Donde no hay vecinos, es muy fácil ignorar a la Ciudad y a la ley. Como bien saben los lectores de m2, en Buenos Aires no se puede demoler nada anterior a 1941 sin un trámite especial. Este logro, pensado y capitaneado por la ex diputada Teresa de Anchorena y llevado a la sesión para ser votado por el PRO, nada menos, molestó muchísimo a los vándalos y a entidades que se portan como corporaciones –aunque declaman el Modulor de memoria–, como el CPAU.
Pero pronto aprendieron a relajarse. Resulta que el nuevo trámite empieza y termina en el Consejo Asesor en Asuntos Patrimoniales, una entidad ad honorem que tiene que decidir si algo es patrimonio para girarlo a la Legislatura, o si no lo es, con lo que la demolición se autoriza. Los vándalos y especuladores ya le tomaron el tiempo al CAAP, que resultó miope e ideologizado: les cuesta ver el patrimonio y sienten en los huesos que todo lo nuevo es mejor.

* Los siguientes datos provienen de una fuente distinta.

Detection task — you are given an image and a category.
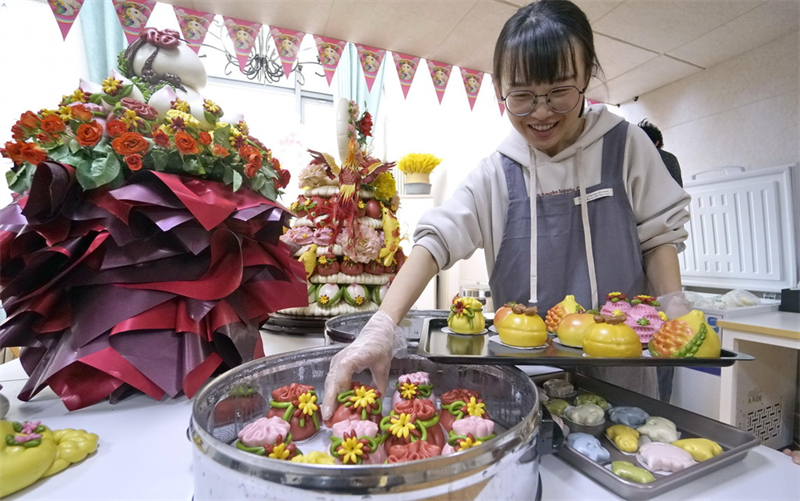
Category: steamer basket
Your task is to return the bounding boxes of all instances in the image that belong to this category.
[190,346,541,501]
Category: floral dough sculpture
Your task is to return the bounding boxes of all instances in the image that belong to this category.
[0,28,306,410]
[280,100,405,317]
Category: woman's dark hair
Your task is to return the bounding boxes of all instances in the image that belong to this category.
[492,0,602,92]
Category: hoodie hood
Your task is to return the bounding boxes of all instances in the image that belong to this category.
[497,104,622,168]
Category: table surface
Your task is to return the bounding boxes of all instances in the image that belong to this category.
[0,360,800,501]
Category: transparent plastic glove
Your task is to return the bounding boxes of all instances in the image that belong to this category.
[322,311,406,419]
[658,291,695,320]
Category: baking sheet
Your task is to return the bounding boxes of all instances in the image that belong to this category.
[417,318,755,367]
[532,373,761,500]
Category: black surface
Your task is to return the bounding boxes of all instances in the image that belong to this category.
[417,318,755,367]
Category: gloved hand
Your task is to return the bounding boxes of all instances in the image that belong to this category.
[658,291,695,320]
[322,311,406,419]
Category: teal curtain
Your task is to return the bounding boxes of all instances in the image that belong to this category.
[336,43,391,123]
[80,0,127,83]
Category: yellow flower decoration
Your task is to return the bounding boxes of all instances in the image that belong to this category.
[170,98,191,113]
[101,77,122,96]
[269,444,291,459]
[350,386,377,409]
[400,383,419,400]
[297,392,319,416]
[373,172,397,200]
[119,110,139,130]
[389,412,417,438]
[467,397,486,417]
[336,437,364,464]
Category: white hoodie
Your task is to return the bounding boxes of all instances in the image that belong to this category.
[414,105,691,276]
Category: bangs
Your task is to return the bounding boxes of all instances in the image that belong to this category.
[494,18,578,86]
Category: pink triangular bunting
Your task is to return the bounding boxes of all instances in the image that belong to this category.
[428,59,453,104]
[355,44,386,92]
[222,16,261,71]
[314,35,347,85]
[461,68,483,110]
[47,0,84,40]
[269,27,306,78]
[113,0,156,44]
[392,52,419,99]
[173,6,215,54]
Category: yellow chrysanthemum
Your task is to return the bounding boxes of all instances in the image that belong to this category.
[101,77,122,96]
[336,437,364,464]
[467,397,486,417]
[170,98,191,113]
[297,392,319,416]
[269,444,291,459]
[400,383,419,400]
[350,386,377,409]
[374,172,397,200]
[389,412,417,438]
[458,437,483,451]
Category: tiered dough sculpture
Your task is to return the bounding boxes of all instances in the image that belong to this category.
[281,100,405,317]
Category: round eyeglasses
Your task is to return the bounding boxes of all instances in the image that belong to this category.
[503,85,586,117]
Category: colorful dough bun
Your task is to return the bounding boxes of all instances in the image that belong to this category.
[647,310,721,358]
[494,303,547,348]
[447,294,486,334]
[583,314,642,358]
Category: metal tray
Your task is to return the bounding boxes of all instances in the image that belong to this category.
[532,372,761,500]
[417,318,755,367]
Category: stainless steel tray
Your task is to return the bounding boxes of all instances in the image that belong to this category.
[417,318,755,367]
[533,372,761,500]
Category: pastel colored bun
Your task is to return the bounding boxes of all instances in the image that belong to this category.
[583,314,642,358]
[606,424,639,453]
[567,433,611,463]
[447,295,486,334]
[636,442,697,473]
[608,406,650,428]
[636,416,679,444]
[647,310,721,358]
[611,461,656,484]
[494,303,547,348]
[672,438,722,462]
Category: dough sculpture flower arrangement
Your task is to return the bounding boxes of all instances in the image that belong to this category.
[0,420,98,498]
[281,100,405,317]
[0,28,307,410]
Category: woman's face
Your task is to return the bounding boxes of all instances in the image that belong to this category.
[502,50,588,157]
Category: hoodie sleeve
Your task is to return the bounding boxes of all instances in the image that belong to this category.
[625,126,691,253]
[414,157,508,270]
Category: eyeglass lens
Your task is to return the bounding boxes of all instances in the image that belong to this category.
[506,86,581,116]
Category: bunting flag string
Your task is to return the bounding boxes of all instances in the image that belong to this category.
[461,68,483,110]
[222,16,261,72]
[355,44,386,92]
[47,0,84,40]
[314,35,347,86]
[172,6,216,54]
[428,59,453,104]
[269,27,306,78]
[113,0,156,44]
[392,52,419,99]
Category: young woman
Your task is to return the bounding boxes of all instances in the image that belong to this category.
[323,0,689,414]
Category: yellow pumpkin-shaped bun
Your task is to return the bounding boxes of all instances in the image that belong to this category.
[494,303,547,348]
[583,313,642,358]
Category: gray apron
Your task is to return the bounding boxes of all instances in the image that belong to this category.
[489,121,658,398]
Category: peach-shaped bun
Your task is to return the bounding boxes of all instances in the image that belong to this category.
[494,303,547,347]
[583,313,642,358]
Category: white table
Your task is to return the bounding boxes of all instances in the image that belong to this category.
[0,350,800,501]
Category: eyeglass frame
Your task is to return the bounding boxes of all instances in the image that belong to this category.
[500,84,589,117]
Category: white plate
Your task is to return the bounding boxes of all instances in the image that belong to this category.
[489,336,547,350]
[442,327,489,336]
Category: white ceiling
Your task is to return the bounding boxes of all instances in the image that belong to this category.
[166,0,800,104]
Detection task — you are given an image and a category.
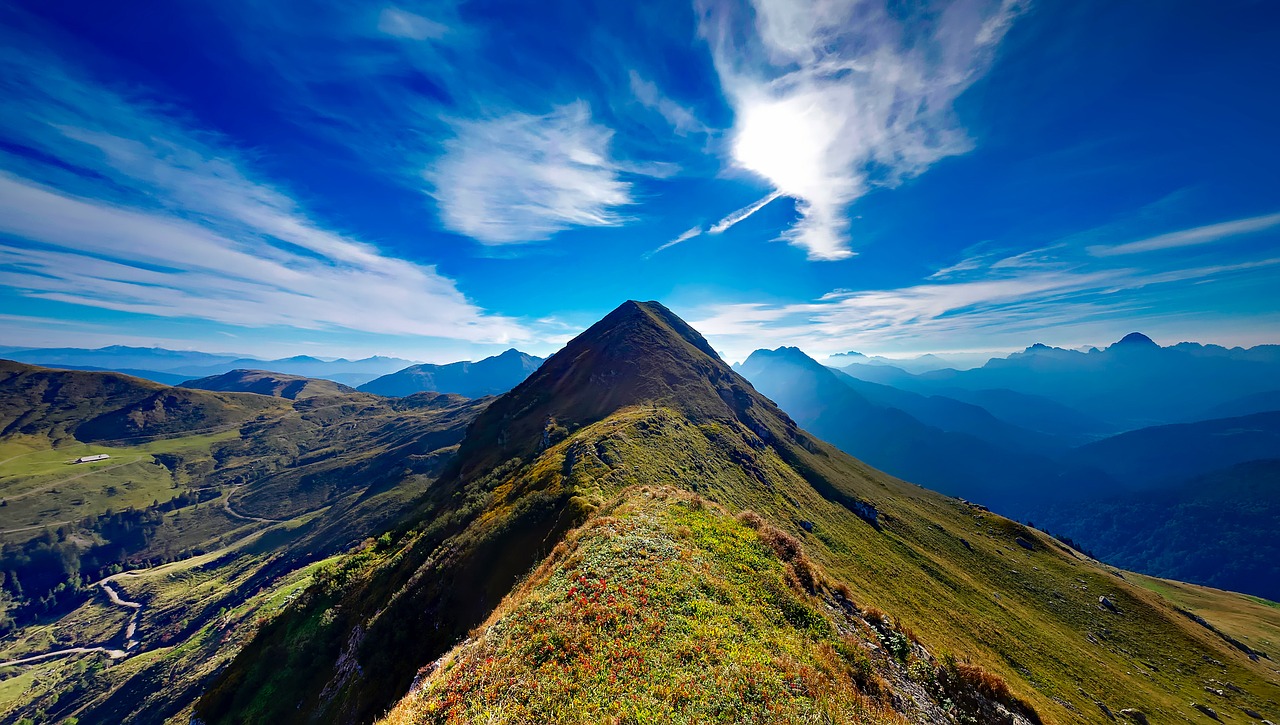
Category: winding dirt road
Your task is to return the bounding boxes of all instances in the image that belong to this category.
[0,571,142,667]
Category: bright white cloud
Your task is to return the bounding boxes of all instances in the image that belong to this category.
[426,101,631,245]
[0,41,526,342]
[699,0,1023,260]
[1089,214,1280,256]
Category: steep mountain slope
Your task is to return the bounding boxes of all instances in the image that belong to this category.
[0,360,287,442]
[196,302,1280,724]
[179,370,356,400]
[360,348,543,397]
[0,366,490,724]
[1034,459,1280,601]
[739,347,1088,511]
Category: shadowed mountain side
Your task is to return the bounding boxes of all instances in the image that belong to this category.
[1034,460,1280,604]
[739,347,1103,514]
[885,333,1280,429]
[0,360,288,443]
[196,302,1280,724]
[1069,411,1280,491]
[360,350,543,397]
[836,370,1070,453]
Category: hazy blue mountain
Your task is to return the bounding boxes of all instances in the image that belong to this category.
[844,333,1280,429]
[824,351,1004,374]
[5,345,413,387]
[940,388,1120,444]
[1070,411,1280,491]
[5,345,244,371]
[1033,459,1280,601]
[180,370,356,400]
[358,348,543,397]
[836,371,1071,452]
[1192,391,1280,420]
[30,365,187,386]
[736,347,1075,514]
[174,355,412,387]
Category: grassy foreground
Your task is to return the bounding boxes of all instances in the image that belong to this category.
[381,487,1038,725]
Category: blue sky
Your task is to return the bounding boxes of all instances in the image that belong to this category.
[0,0,1280,361]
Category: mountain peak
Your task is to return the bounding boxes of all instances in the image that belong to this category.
[448,300,794,469]
[1111,332,1160,348]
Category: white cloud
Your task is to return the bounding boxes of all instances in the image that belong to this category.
[426,101,631,245]
[699,0,1023,260]
[644,227,703,259]
[690,250,1280,357]
[1089,214,1280,256]
[0,39,526,342]
[630,70,708,136]
[378,8,449,40]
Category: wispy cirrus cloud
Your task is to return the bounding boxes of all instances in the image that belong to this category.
[1088,214,1280,256]
[691,246,1280,357]
[0,30,526,342]
[211,0,655,246]
[627,69,710,136]
[425,102,631,245]
[698,0,1025,260]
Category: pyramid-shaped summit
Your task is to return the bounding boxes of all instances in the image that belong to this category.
[445,300,796,479]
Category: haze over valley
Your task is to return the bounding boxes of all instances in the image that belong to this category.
[0,0,1280,725]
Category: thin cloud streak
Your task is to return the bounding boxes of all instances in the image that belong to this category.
[0,36,527,342]
[425,101,632,245]
[1088,214,1280,256]
[644,192,782,259]
[707,191,782,234]
[644,227,703,259]
[690,251,1280,356]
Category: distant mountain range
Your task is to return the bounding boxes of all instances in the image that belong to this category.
[179,370,356,400]
[0,345,413,387]
[824,351,1005,373]
[0,308,1280,725]
[736,336,1280,597]
[841,333,1280,433]
[360,348,543,398]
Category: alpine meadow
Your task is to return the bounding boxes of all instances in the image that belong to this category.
[0,0,1280,725]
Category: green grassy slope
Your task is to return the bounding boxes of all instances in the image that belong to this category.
[383,487,1036,725]
[0,369,489,724]
[196,304,1280,722]
[0,360,288,444]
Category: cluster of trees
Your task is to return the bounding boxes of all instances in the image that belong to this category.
[0,489,219,634]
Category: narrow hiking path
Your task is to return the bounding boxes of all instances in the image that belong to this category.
[0,571,142,667]
[223,479,285,524]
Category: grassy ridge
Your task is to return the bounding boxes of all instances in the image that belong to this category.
[0,365,488,724]
[201,406,1280,722]
[196,302,1280,724]
[381,487,1038,725]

Resulta que el CAAP no es ningún escollo a la piqueta, excepto que se trate de edificios notables, bellos, indisimulablemente valiosos. Al principio prometieron cuidar los conjuntos y hasta dijeron entender que el patrimonio porteño se compone de muchas casas que, individualmente, no tienen gran valor, pero que forman una identidad construida. Faltaron a su palabra y por toda la ciudad se ven cuadras bajas, bien preservadas, a las que les demolieron una casa para hacer una torre. Y una vez roto el conjunto, el CAAP autorizará demoler el resto...
Lo que parece nunca fallar es baquetear lo más posible el predio a demoler, con lo que se entiende la pasión por el hecho consumado de bandidos como los de Perú al 1600. Evidentemente, lo que querían hacer era pedir permiso para terminar de arrasar una tapera roñosa que ellos mismos crearon. Y seguramente lo iban a lograr, porque el CAAP no piensa en castigar estos abusos, no piensa en términos de políticas públicas y no piensa en el mandato que recibió por un inmenso esfuerzo de legisladores y vecinos.
Apenas piensan en cada pieza individual. Y por eso les meten el dedo en la boca.